A eso de las seis, Julius subía la escalera de servicio, cuando de pronto se topó con Santiago, se sorprendieron mutuamente, se que­daron parados mirándose.

–¿Qué quieres aquí, mocoso de mierda?

–...

–¿No tienes otro sitio donde estar?

–Voy a buscar a Vilma, tiene mi Tom Sawyer...

–¡Vilma no está!, ¡lárgate!, ¡lárgate o te rompo el alma!

–¡Julius! ¡Julius! ¡Sube! ¡Sube, Julius!

Era la voz de Vilma y él ya iba a seguir subiendo, cuando una bo­­­fetada y un empellón casi lo hacen rodarse la escalera. Bajó corriendo y llorando, no paró hasta llegar a la cocina.

Encontró a la Selvática leyendo su periódico. Acababan de rap­tarse a un niño y estaba maldiciendo contra los gitanos. «¿Qué te pa­sa?», le preguntó, al verlo llorando. Julius le contó lo de la esca­le­ra y Nilda gritó que eso no podía seguir, esta vez no era culpa de Vil­ma, el niño Santiago era terrible y no había más remedio que avisar a los señores. Él no comprendió bien qué ocurría, solo captó que algo malo andaba haciendo su hermano.

Por la noche estalló el asunto; Celso y Daniel escucharon gritos provenientes del cuarto de Vilma y corrieron a ver: lo cha­paron en pleno forcejeo. Y no era la primera vez, confesó Vilma. Diario se le metía al cuarto y ella haciendo todo lo posible por que nadie se entere. Hoy se había propasado el niño Santiago. Los mayordomos le cerraron el paso, primero; luego, cuando él los atacó, lo llenaron de bofetadas, le taparon los ojos para que no viera, la boca para que no los maldijera y se lo llevaron car­gadito hasta su cuarto. Tenía tres arañones en la cara, uno cerca del ojo, producto del forcejeo. Vilma no podría volver a usar ese uniforme. Así andaban las cosas cuando llegaron Susan y Juan Lucas, agotados después de un largo día con los Lang. Nilda salió gritándoles la historia en la cara, pero ellos tardaron bastante en comprender y por fin decidieron postergar el asunto para el día siguiente.

–Descansen todos, ahora –dijo Juan Lucas–. Ya mañana veremos.

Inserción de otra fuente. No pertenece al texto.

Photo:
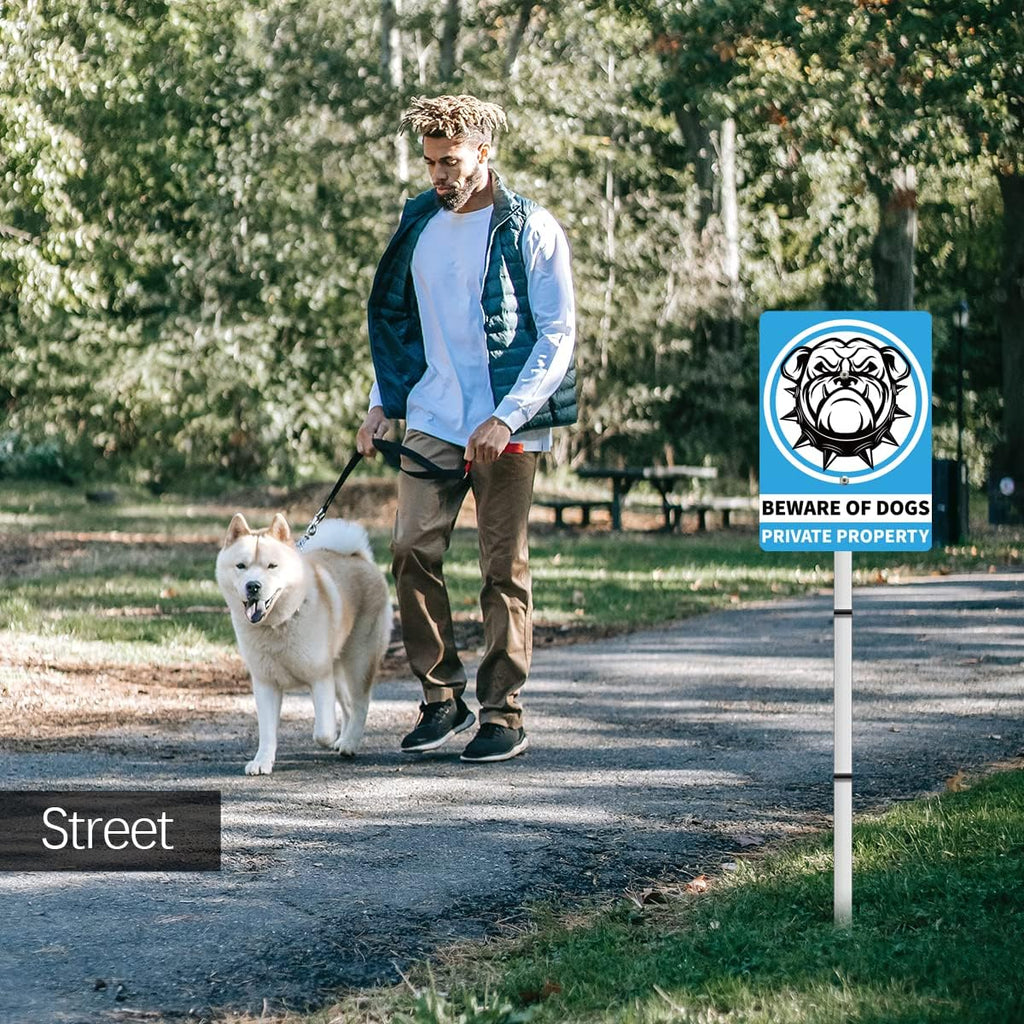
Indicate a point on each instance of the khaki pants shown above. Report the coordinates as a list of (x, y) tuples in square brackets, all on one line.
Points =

Lo que vieron mañana fue la manera de deshacerse de Vilma, sin que los demás protestaran demasiado. Al menos, eso era lo que acon­se­ja­ba Juan Lucas, sentado en su cama-templete, terminando de de­sa­yu­nar. Si no hubiera sido porque eran las diez de la mañana, uno habría pensado que recién se iba a acostar: ni una sola arruga en su pijama. Susan, linda a su lado, hubiera querido encontrar una so­lución mejor que esa, sobre todo porque Julius iba a sufrir. Pero él, removiendo el azúcar en el café, una nada más ligero que de costumbre, di­jo que ya era hora de que el mo­cosillo se olvidara de tanta ama y tan­ta cosa; andaba metido siempre entre la servidumbre o conversando con el jardinero, con cualquiera menos con otro igual a él. Susan le daba la razón, es verdad, darling, pero le daba también tanta pe­na... Juan Lu­cas trató de ser terminante: que llamara a Vilma, que le hablara, luego él le daría una buena suma y punto final. Pero ella insistía en tener pena esa mañana, hasta dijo que era culpa de San­tia­guito.